Solid operational results overshadowed by merger talks
Newmont reported solid operational results; however, results have been overshadowed by talks about a potential merger deal between Barrick Gold (GOLD -1.19%) and Newmont Mining. Newmont's shares benefited from the merger discussions reported by several news groups and were up ~8% in the last week. However, shares took a major hit on Monday after Barrick Gold reported that Newmont has terminated the merger discussions.

"Although Barrick believes the interests of shareholders are best served through the completion of this business combination, Newmont's Board has determined that the interests of Newmont's shareholders are best served by remaining independent," said Barrick Gold in a statement issued on Monday.

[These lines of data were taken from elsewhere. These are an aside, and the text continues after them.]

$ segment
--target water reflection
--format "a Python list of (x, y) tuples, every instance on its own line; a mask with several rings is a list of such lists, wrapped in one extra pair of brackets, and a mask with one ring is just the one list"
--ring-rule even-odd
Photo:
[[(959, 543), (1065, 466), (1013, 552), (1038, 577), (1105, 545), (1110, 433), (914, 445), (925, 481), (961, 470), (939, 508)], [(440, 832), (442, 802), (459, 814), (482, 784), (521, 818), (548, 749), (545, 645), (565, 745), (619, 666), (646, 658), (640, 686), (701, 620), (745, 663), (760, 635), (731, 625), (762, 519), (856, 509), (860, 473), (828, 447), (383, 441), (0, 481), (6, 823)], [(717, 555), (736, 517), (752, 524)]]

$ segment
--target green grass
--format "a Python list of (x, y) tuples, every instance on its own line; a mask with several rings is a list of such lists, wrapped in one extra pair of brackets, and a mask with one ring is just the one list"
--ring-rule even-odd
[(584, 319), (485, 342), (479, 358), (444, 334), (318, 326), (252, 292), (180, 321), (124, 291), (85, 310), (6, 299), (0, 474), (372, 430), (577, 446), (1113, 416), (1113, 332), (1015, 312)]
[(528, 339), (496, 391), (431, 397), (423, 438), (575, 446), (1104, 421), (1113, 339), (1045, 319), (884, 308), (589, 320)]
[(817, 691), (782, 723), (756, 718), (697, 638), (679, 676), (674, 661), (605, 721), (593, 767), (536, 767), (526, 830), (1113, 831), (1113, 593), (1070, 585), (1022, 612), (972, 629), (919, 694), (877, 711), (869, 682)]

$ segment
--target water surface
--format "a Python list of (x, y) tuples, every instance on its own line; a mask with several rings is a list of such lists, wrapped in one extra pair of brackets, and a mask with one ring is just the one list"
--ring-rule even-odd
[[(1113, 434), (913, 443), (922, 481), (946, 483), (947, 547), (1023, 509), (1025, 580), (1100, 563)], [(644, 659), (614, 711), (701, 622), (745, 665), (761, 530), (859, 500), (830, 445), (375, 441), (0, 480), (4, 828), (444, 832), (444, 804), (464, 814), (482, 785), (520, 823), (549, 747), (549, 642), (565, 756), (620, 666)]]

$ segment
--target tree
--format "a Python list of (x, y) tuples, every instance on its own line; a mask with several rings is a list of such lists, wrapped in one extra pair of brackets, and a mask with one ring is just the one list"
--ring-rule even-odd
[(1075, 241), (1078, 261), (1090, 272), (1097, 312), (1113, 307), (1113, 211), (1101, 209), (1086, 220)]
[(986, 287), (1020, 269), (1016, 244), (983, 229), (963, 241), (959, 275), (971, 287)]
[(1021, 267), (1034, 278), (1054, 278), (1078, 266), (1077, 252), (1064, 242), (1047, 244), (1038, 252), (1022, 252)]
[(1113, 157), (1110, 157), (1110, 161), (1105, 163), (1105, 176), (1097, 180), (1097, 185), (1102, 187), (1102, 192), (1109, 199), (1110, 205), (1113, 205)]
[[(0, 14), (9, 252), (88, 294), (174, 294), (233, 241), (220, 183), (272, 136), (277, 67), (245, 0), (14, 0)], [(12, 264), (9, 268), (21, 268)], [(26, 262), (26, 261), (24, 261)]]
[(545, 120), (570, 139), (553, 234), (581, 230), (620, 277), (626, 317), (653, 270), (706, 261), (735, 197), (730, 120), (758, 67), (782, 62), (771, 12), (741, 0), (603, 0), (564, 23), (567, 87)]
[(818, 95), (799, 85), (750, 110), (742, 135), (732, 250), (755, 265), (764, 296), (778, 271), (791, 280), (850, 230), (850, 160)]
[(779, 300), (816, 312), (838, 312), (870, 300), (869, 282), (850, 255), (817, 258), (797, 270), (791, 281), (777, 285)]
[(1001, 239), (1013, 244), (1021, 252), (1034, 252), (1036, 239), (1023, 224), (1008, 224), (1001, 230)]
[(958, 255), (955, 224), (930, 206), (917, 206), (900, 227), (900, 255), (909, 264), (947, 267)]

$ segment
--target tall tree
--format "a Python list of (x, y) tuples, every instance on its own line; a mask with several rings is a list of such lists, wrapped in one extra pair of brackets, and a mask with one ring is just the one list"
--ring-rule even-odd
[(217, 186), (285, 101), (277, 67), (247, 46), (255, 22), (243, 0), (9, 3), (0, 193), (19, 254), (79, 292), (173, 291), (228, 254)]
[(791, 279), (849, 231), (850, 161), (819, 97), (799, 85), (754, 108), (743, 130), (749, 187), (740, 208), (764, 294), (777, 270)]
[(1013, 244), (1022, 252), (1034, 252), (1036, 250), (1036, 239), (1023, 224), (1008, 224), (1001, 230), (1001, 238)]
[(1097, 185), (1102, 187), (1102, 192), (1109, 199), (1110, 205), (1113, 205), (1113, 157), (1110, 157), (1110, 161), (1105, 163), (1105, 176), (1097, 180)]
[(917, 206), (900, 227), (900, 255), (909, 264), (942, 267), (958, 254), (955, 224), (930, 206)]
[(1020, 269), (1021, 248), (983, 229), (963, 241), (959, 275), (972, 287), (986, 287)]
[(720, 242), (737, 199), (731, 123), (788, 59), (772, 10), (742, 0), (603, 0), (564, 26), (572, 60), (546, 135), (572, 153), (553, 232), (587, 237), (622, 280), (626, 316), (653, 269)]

According to a Bloomberg report, the merger would have resulted in $1 billion in annual savings for both companies. However, talks fell apart due to disagreements over the proposed spinoff of some of the combined company's mines.

Over the years both these companies have made several attempts to merge and cut expenses in Nevada, where both Newmont and Barrick have multiple mines. However, the latest fall-out exploded into the public domain and may have killed any future merger discussions.

Bottom line
Merger talks aside, Newmont has started 2014 on a good note. The company has made significant operating cost improvements in the Australia/New Zealand and Africa regions. Given the solid cost improvements in the first quarter, the company is well positioned to achieve the lower end of its cost guidance.

The company remains confident that it can leverage its success at Ahafo to other operations by improving mine plans. However, despite an operationally strong quarter, Indonesia uncertainty remains an overhang for the shares and puts a cap on valuation in the current environment.